CUDA + PyTorch + Package Manager on GH200

amill · August 24, 2024, 5:00pm

What is the current best practice for running PyTorch (with CUDA 12) on the NVIDIA Grace Hopper 200 nodes with package management?

The ideal solution would be to have the PyTorch installation within a conda environment, but I see that this is not yet available, as mentioned here.

The alternative I’ve been using is the NGC container, but package installations aren’t persistent when working with the Singularity .sif format. I can decompose the .sif into a writable sandbox, i.e. singularity build --sandbox pytorch pytorch.sif, but I would prefer not to continually rebuild between the .sif after each package installation, and maintaining the sandbox makes a dent in the file limit of my cluster directory.

A third option would be to pip install locally the wheels found here, but I would also like to have, e.g., torchvision.

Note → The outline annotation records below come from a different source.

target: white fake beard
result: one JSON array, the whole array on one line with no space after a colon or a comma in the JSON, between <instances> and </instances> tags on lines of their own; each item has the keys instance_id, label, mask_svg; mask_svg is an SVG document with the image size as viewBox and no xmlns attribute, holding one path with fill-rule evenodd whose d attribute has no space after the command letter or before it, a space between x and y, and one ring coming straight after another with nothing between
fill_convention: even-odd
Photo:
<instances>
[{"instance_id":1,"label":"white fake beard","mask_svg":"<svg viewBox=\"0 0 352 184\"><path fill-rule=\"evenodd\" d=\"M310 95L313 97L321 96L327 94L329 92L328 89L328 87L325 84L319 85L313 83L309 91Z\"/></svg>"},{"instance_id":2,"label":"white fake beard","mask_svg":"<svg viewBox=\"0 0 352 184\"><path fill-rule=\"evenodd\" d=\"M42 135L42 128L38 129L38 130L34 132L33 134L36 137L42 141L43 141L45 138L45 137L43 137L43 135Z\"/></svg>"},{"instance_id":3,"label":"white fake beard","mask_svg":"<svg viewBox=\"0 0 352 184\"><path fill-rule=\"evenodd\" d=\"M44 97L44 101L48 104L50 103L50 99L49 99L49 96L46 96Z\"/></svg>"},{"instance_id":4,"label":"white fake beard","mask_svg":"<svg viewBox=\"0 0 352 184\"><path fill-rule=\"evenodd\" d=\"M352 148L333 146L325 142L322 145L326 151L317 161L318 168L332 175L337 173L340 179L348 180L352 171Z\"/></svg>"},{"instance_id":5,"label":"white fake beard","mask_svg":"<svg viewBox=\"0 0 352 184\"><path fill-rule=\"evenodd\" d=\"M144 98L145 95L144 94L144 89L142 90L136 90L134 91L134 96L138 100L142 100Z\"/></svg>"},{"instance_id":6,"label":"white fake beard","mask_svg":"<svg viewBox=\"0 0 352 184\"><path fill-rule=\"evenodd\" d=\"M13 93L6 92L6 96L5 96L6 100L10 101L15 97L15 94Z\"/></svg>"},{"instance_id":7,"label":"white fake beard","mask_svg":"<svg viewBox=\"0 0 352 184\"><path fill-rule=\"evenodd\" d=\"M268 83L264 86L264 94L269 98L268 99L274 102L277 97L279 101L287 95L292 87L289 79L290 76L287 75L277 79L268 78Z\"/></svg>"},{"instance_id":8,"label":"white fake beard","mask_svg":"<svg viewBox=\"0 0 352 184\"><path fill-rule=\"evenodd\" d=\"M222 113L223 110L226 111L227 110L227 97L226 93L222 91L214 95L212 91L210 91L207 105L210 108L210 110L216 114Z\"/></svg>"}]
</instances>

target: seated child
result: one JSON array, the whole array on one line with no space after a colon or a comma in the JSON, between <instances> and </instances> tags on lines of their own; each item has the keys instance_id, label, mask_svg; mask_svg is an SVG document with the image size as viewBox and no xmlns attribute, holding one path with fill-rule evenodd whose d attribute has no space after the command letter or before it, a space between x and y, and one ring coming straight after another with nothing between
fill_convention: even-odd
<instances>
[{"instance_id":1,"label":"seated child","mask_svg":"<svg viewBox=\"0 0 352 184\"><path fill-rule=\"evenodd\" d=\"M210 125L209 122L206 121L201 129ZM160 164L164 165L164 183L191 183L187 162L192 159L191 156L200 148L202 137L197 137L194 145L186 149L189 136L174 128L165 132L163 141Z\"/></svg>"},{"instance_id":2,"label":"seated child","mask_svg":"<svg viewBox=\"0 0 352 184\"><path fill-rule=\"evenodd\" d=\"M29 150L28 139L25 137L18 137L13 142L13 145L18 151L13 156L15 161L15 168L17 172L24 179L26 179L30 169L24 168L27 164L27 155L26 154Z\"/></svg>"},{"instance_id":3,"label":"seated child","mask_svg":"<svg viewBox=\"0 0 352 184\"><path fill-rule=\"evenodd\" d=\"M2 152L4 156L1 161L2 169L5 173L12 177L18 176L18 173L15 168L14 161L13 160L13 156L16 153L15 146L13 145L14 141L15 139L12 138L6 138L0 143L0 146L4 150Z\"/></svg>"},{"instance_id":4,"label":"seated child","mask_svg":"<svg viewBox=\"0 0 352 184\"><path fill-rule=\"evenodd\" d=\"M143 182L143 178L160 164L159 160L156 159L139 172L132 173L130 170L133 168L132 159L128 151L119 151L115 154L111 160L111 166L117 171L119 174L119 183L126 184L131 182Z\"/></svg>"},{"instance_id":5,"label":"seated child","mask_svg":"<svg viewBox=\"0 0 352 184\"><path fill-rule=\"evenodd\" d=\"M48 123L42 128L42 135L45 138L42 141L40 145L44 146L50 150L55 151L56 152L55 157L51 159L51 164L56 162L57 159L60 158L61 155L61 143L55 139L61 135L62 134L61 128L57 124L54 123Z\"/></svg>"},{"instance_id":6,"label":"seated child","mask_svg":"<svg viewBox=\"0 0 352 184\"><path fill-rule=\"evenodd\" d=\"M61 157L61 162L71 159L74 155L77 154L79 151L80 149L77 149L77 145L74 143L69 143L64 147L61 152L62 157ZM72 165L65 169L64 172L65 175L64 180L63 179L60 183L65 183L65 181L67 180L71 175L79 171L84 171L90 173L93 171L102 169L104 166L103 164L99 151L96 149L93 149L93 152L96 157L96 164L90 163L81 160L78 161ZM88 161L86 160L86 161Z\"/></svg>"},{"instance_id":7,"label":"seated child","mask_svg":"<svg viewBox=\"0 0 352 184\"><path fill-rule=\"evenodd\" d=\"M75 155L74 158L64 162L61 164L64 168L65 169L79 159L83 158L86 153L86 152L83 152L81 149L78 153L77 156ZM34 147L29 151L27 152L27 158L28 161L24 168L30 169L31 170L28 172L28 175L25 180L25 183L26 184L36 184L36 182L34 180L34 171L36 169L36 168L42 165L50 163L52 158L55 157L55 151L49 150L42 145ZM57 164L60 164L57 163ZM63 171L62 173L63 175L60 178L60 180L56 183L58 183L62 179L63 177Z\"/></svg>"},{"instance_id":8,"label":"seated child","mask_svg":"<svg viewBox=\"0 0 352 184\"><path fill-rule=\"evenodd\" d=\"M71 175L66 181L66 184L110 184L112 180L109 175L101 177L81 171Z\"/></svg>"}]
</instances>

I also tried building PyTorch from source in a new conda environment but quickly ran into issues when using the compiler in the NVIDIA HPC SDK.

ptrblck · August 24, 2024, 5:23pm

All wheels are available as nightly binaries including torchvision so you could use these. I’m not familiar with Singularity and don’t know what requirements are needed.

amill · August 24, 2024, 8:36pm

I installed the latest nightlies and have most things working, but torch.compile doesn’t see Triton. Do I need to build it from source? I’m not seeing it available with pip.